President Ruto nonetheless warned that the removal of the Bill will slightly increase the government’s fiscal deficit to 4.6 percent of GDP, up from a previous target of 3.3 percent of GDP in the 2024–25 fiscal year.

“Cutting the entire amount would significantly and entirely alter the delivery of critical government services, while borrowing the whole amount in full would occasion a fiscal deficit by a margin of Sh346 billion that would have a significant repercussion on many sectors, including our exchange rate and interest rate,” President Ruto said at State House Nairobi.

“We have since, after extensive consultations, struck a middle ground, and we will be proposing to the national assembly a budget cut of not the entire Sh346 billion but a budget cut of Sh177 billion and borrowing the difference,” he added.

After the budget cut, he stated that 47 state corporations with overlapping and duplicating functions would be dissolved, with affected staff seconded to overlying ministries as well as other government agencies.

The number of advisors in the public service will also be slashed by 50 percent as part of the austerity measures taken by the government.

Revenue allocations to the spouse offices of the president, deputy president, and prime cabinet secretary will be removed.

Likewise, the government will cut renovations in government by 50 percent, with state officers banned from making any contributions to harambees.

Extensions for retired civil servants have also been dropped, with non-essential travel suspensions by public officers also imposed.

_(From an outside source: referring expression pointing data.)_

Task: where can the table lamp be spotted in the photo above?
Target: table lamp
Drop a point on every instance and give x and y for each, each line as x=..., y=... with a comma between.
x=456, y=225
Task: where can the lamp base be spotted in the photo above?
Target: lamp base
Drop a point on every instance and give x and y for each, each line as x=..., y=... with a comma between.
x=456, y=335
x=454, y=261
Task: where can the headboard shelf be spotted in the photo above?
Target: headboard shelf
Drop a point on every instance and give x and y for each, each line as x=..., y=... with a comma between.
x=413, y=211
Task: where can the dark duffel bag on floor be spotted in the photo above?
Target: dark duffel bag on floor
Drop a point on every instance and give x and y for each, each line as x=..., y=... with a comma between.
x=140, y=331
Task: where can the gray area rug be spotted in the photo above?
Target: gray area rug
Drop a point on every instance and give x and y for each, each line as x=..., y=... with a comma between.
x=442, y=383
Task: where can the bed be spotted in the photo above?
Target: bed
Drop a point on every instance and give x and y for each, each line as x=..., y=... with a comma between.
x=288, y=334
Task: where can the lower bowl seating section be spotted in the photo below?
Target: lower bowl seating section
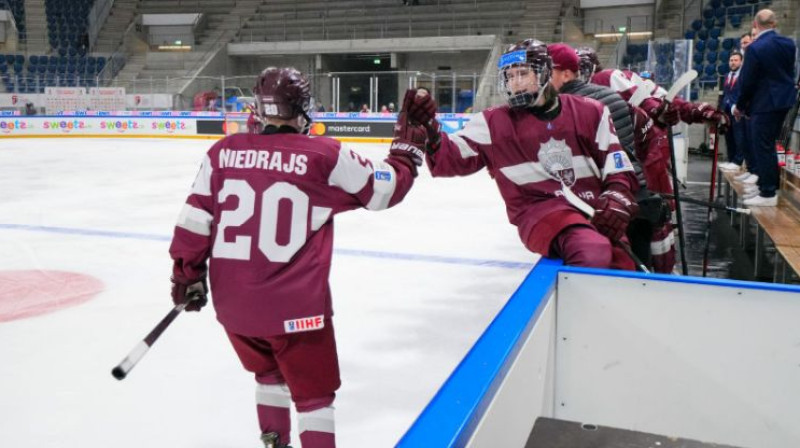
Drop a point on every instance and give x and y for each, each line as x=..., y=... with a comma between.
x=33, y=74
x=67, y=25
x=18, y=11
x=716, y=36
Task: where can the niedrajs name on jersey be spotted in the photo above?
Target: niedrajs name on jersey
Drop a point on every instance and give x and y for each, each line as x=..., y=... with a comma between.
x=383, y=176
x=265, y=160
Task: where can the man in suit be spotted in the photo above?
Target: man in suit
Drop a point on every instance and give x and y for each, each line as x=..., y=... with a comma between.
x=767, y=92
x=735, y=137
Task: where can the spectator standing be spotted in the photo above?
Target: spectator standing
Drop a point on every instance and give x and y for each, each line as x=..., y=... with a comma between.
x=736, y=135
x=767, y=92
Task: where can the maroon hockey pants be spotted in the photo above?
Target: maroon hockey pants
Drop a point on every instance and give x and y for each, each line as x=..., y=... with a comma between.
x=582, y=245
x=305, y=362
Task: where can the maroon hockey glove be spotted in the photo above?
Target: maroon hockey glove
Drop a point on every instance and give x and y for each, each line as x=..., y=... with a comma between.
x=422, y=110
x=184, y=289
x=667, y=114
x=409, y=139
x=613, y=211
x=712, y=116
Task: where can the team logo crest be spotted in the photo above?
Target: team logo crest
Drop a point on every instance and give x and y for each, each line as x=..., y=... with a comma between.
x=556, y=158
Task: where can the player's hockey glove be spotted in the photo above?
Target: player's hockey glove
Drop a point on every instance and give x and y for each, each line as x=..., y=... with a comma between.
x=195, y=290
x=613, y=211
x=422, y=110
x=712, y=116
x=664, y=113
x=409, y=139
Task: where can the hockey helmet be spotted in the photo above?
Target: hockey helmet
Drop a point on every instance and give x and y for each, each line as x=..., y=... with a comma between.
x=529, y=54
x=283, y=93
x=589, y=63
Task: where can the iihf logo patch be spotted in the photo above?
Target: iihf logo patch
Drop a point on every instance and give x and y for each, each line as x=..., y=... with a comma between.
x=304, y=324
x=556, y=158
x=618, y=162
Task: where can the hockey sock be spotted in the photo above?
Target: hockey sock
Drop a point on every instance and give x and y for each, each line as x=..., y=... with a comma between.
x=317, y=429
x=272, y=405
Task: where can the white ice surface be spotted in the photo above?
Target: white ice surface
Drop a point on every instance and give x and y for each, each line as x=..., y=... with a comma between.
x=402, y=325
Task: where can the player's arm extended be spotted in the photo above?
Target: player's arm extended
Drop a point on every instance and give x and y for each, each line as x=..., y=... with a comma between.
x=372, y=185
x=460, y=154
x=191, y=241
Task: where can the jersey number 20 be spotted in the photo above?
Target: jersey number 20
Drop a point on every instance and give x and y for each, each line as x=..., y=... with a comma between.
x=239, y=248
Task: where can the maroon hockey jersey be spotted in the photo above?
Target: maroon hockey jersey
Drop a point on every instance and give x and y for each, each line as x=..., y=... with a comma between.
x=530, y=159
x=261, y=211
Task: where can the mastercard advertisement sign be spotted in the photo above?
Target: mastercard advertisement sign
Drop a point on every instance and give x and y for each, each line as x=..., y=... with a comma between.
x=362, y=129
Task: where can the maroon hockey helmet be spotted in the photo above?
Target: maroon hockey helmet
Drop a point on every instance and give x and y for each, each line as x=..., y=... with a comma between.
x=283, y=93
x=531, y=53
x=588, y=62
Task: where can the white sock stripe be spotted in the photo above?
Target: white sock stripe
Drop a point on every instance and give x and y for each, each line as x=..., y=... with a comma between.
x=320, y=420
x=275, y=395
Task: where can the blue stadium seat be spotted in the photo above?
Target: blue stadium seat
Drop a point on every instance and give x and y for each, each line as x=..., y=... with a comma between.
x=728, y=43
x=700, y=46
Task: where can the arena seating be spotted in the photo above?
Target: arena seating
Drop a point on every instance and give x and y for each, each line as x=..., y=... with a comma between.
x=33, y=74
x=17, y=8
x=716, y=34
x=67, y=22
x=288, y=20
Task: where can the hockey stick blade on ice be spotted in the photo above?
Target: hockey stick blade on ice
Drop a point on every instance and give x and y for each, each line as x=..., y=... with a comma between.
x=121, y=370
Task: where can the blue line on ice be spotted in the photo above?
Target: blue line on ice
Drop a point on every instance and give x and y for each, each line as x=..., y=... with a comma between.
x=346, y=252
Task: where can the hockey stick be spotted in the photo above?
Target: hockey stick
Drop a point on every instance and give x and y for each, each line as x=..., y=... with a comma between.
x=712, y=205
x=788, y=124
x=679, y=84
x=707, y=242
x=121, y=370
x=587, y=209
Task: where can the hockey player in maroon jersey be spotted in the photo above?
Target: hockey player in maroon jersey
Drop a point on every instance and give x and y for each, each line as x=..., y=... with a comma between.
x=536, y=148
x=259, y=221
x=650, y=232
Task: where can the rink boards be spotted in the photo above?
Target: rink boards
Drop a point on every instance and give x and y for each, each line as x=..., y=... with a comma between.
x=705, y=359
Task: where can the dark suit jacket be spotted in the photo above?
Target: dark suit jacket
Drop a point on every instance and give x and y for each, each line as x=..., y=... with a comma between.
x=730, y=92
x=766, y=82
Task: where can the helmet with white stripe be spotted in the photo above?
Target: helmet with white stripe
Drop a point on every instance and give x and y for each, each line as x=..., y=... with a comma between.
x=524, y=70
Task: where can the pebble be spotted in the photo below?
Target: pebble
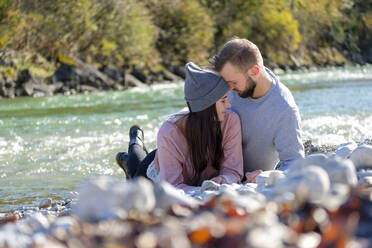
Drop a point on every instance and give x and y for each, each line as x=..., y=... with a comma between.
x=345, y=150
x=340, y=171
x=105, y=198
x=305, y=205
x=46, y=203
x=313, y=181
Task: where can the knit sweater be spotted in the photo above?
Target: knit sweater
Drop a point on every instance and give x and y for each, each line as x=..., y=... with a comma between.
x=271, y=127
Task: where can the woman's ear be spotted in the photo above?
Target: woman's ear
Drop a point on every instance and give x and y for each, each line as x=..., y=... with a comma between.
x=255, y=70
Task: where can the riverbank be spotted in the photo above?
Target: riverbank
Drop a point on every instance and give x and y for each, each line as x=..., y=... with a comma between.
x=320, y=201
x=75, y=76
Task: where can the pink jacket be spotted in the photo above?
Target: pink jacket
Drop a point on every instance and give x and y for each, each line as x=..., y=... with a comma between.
x=174, y=163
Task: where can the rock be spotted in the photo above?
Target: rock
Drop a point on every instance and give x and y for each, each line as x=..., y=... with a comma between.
x=365, y=180
x=170, y=76
x=140, y=75
x=166, y=195
x=37, y=222
x=263, y=177
x=107, y=198
x=274, y=175
x=362, y=156
x=340, y=171
x=313, y=159
x=179, y=71
x=131, y=80
x=23, y=77
x=312, y=180
x=209, y=185
x=346, y=149
x=118, y=75
x=86, y=88
x=45, y=203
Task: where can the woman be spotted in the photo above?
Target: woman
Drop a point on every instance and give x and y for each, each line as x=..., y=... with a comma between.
x=202, y=144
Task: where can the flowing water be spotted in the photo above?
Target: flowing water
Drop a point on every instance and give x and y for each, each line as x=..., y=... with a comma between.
x=50, y=145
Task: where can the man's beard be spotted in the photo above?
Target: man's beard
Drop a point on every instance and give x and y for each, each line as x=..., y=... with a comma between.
x=248, y=92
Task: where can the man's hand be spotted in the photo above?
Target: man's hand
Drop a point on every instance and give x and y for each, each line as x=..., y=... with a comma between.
x=219, y=180
x=251, y=176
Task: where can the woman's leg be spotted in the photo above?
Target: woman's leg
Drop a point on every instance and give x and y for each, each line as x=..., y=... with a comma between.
x=136, y=154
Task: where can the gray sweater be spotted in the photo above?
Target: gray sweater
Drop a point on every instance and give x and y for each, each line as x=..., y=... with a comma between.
x=271, y=128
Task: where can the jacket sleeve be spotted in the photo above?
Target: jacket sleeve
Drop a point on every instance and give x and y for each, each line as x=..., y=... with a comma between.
x=288, y=138
x=232, y=167
x=171, y=162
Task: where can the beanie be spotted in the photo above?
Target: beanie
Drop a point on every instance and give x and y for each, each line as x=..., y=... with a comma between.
x=202, y=88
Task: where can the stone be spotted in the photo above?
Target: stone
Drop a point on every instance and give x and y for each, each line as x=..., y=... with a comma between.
x=313, y=159
x=106, y=198
x=167, y=195
x=45, y=203
x=365, y=180
x=362, y=156
x=274, y=175
x=312, y=180
x=340, y=171
x=263, y=177
x=209, y=185
x=346, y=149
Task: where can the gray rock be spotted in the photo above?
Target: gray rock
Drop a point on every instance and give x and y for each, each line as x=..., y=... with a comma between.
x=313, y=181
x=209, y=185
x=362, y=156
x=313, y=159
x=340, y=171
x=45, y=203
x=106, y=198
x=346, y=149
x=365, y=180
x=167, y=195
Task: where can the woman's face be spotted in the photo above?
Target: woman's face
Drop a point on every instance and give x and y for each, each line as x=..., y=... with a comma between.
x=221, y=105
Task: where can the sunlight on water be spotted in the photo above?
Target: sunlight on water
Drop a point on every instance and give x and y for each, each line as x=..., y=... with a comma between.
x=49, y=145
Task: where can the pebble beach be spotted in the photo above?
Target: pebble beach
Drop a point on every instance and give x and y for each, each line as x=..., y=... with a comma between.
x=324, y=200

President Ruto was forced to remove the controversial Finance Bill 2024 after sustained protests that turned deadly, opposing its implementation.

The Bill had recommended a raft of new taxes on sanitary pads under ‘eco-levy’, a 16 percent VAT on bread, as well as additional charges on mobile money transfers.

However, the protests later turned ugly, resulting in the destruction of properties and the loss of lives across the country.